Get used to seeing the New York Times at gaming industry conferences.
Jonathan Knight’s fireside chat at GamesBeat Next 2025 was one of the conference’s most-attended sessions. With rising uncertainty across the industry sparked by new technologies and shifting business models, the continued growth of the Times’ game section was a point of significant interest for the event’s attendees, who lined up to speak with the New York Times head of games before and after his session on day two of the event. Amid all the hubbub, GamesBeat managed to pull Knight aside at GamesBeat Next for a wide-ranging Q&A on the continued evolution of the New York Times’ games section.
The following interview has been lightly edited and condensed for clarity.
GamesBeat Next is primarily a conference for game developers. What are you hoping to accomplish by showing up here?

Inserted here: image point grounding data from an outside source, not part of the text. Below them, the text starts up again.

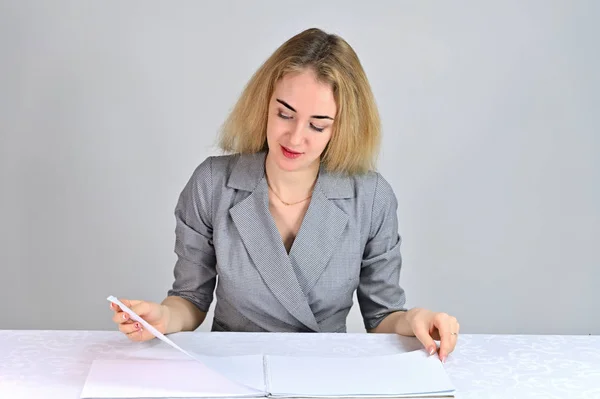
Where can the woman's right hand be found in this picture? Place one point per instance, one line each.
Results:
(155, 314)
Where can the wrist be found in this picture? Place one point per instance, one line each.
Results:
(169, 320)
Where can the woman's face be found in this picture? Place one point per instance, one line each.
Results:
(300, 120)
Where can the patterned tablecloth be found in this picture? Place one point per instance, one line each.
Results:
(54, 364)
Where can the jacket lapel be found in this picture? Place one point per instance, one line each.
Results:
(262, 240)
(321, 229)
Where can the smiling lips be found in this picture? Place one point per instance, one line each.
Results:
(289, 153)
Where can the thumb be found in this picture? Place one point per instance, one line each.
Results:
(422, 335)
(142, 308)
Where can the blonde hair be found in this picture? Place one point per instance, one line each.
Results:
(355, 139)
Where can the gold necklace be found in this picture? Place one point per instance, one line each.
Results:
(282, 201)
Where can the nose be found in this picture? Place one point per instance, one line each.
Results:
(296, 134)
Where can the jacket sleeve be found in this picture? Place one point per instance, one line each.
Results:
(379, 292)
(195, 270)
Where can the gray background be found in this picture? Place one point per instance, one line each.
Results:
(490, 116)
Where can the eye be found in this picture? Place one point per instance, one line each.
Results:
(316, 128)
(283, 116)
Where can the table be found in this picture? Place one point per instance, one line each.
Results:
(54, 364)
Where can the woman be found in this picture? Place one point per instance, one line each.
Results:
(295, 219)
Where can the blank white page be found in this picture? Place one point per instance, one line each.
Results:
(406, 374)
(142, 378)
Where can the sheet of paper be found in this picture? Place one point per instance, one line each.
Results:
(142, 378)
(406, 374)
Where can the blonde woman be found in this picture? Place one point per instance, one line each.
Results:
(294, 219)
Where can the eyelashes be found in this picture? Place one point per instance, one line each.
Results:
(287, 117)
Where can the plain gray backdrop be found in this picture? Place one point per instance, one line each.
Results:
(490, 114)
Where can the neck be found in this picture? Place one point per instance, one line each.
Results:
(291, 186)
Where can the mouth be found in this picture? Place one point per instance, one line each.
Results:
(289, 153)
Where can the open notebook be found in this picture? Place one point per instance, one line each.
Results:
(411, 374)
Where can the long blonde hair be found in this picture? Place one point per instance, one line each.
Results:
(355, 139)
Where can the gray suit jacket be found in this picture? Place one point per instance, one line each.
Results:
(348, 241)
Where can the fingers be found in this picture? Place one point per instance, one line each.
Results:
(130, 327)
(140, 335)
(422, 334)
(448, 328)
(121, 317)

Knight: Well, it’s GamesBeat’s independent coming-out party, so I was mostly curious to see what it would be like, and to learn, just like everybody else. I was in the Hollywood-meets-games session earlier today that was fascinating, with Netflix talking about games. We’re open to all kinds of partnerships in the future; I think we’ve built a great product. We’re having a ton of success, we have a huge audience, we have great games, we’ve built out the app. Where we go from here is something I’m focused on. We want to be reaching new audiences where we can find them, and there’s a lot of big platforms and destinations out there that are carrying big audiences. We kind of stand apart, but we intersect in certain ways, and so we’re just looking for those intersections.
You mentioned platforms — how are you thinking about opportunities there, in terms of sharing scores and distribution? Can we expect to see Wordle on Netflix?

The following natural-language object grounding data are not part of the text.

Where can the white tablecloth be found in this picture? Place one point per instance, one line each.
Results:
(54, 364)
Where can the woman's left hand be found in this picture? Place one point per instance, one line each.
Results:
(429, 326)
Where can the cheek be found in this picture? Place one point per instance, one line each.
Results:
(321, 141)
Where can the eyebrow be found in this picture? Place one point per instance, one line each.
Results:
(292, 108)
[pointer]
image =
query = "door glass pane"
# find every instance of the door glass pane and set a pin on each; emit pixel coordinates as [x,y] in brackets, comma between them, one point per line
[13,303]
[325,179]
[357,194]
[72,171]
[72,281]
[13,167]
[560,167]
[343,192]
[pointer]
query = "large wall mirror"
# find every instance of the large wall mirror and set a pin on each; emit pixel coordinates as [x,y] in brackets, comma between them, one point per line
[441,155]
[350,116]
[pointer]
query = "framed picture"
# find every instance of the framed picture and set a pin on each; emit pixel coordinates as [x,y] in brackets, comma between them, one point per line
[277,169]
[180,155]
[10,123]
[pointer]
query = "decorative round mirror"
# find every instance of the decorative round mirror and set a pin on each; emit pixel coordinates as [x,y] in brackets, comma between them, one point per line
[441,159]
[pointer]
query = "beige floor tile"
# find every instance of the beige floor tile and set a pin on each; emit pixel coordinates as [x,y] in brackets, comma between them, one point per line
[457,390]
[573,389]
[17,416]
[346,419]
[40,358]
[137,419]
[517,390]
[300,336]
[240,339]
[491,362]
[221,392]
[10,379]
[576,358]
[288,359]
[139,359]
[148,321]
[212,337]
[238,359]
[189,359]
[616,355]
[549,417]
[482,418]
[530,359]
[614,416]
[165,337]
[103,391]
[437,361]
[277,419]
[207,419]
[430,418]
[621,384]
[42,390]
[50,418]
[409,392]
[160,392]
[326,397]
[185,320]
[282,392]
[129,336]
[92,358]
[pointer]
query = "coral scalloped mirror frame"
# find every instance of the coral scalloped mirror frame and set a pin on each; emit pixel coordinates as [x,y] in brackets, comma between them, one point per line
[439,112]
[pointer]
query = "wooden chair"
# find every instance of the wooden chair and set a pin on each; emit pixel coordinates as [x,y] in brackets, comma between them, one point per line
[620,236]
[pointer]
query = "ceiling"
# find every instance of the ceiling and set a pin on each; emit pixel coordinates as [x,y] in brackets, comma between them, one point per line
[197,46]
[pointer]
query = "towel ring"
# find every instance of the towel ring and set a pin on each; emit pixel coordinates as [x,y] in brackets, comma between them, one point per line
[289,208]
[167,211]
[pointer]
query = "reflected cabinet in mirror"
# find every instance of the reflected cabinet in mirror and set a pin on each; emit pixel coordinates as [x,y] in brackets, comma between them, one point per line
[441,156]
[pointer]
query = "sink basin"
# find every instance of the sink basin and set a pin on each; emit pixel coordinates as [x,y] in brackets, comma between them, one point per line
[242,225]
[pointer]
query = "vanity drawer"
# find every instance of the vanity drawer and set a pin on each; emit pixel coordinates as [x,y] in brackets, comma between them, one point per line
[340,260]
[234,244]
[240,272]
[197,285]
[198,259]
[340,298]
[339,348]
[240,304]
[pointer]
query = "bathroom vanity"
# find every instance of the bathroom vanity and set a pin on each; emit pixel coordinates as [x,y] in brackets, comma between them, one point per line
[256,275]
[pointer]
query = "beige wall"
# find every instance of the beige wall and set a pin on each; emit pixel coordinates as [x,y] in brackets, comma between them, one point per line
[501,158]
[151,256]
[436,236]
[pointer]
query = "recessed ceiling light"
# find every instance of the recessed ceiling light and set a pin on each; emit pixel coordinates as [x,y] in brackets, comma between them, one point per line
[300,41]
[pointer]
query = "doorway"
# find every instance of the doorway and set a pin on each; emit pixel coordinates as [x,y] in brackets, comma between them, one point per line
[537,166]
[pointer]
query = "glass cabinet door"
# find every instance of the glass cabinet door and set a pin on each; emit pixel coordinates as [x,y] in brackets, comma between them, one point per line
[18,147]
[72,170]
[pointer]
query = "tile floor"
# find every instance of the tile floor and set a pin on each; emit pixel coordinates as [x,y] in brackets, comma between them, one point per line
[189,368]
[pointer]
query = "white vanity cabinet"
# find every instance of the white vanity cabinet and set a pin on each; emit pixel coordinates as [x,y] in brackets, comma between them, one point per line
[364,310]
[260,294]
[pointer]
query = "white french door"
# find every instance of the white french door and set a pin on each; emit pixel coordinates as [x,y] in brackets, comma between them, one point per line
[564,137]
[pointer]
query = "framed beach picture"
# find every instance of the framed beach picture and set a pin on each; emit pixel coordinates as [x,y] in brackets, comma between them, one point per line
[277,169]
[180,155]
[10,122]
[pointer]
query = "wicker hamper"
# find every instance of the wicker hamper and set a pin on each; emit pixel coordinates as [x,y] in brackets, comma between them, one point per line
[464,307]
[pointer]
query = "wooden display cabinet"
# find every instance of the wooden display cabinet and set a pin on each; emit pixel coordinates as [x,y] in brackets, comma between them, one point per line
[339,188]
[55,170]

Knight: We’re open-minded about partnerships, is the message. The company’s strategy is to be the essential subscription to help curious people engage with and understand the world — and we want to be a destination. So, our strategy is to create direct relationships with users, have them come to our sites, create an account with us and ultimately, we hope, subscribe with us.
All of which is to say, we think we have a very valuable on-site destination, and that’s our strategy — to own those relationships. With that said, we’re also seeking to reach new audiences that we currently aren’t able to reach, and one way to do that is to form partnerships.

Is the New York Times leveraging user data from its games as a revenue stream at all?
Knight: We’re very pro-user; we’re very pro-privacy. What I like about the Wordle data is that we’re giving it to the users through Wordle Bot. Our users find value in comparing their scores to the general population; they find value in, “what was the most common starter word today?” Or, “how can I improve?” And we like to reflect those things back to them in our newsletters. So that, to me, is an exciting use of data.
Do you see AI as a growth opportunity for New York Times Games?
Knight: We’re a curious company that serves curious readers, and we’re deeply curious about AI. It’s a massive transformation, an it’s a fascinating technology that’s here to stay, and so, like anybody, we’re watching it very closely, and we’re folding it into all kinds of ways that we work, most of which would not be surprising to anybody.
The thing I will say is that it’s also an opportunity for us at the New York Times and New York Times Games to really showcase the value of human-made content, which is what we do. For our puzzles, they’re human-made every single day — human-edited, -curated, -tested. You can just trust that a New York Times puzzle is a New York Times puzzle, and we celebrate our puzzle editors and creators who put their names on the puzzles. That’s true of our journalism as well.
When was the last time NYT Games did a visual refresh?
Knight: We rolled that out at the top of 2024, so almost two years ago now, and that was the culmination of a multi-year transformation and rebrand, from the New York Times Crossword to the New York Times Games. It’s been massively successful: We won the Apple Design Award for 2024, and then we also won Apple’s Cultural Impact Award toward the end of the year
We sort of finished the thread, in a way, by revamping the Friends tab. We had focused in 2024 on the main tab, the main feed, which is the primary experience, of course — but for people who care a little bit more, we now have leaderboards for several of our games. You can connect with people, add friends. So there’s a whole Friends tab, and then there’s what we call the Me tab, which is about your identity and all of your stats now your badges, and that tab also got an overhaul. So, at the top of 2024, we redesigned the app, but actually, the second and third tabs got finished this year. Now, that fully completes our vision for the Games app.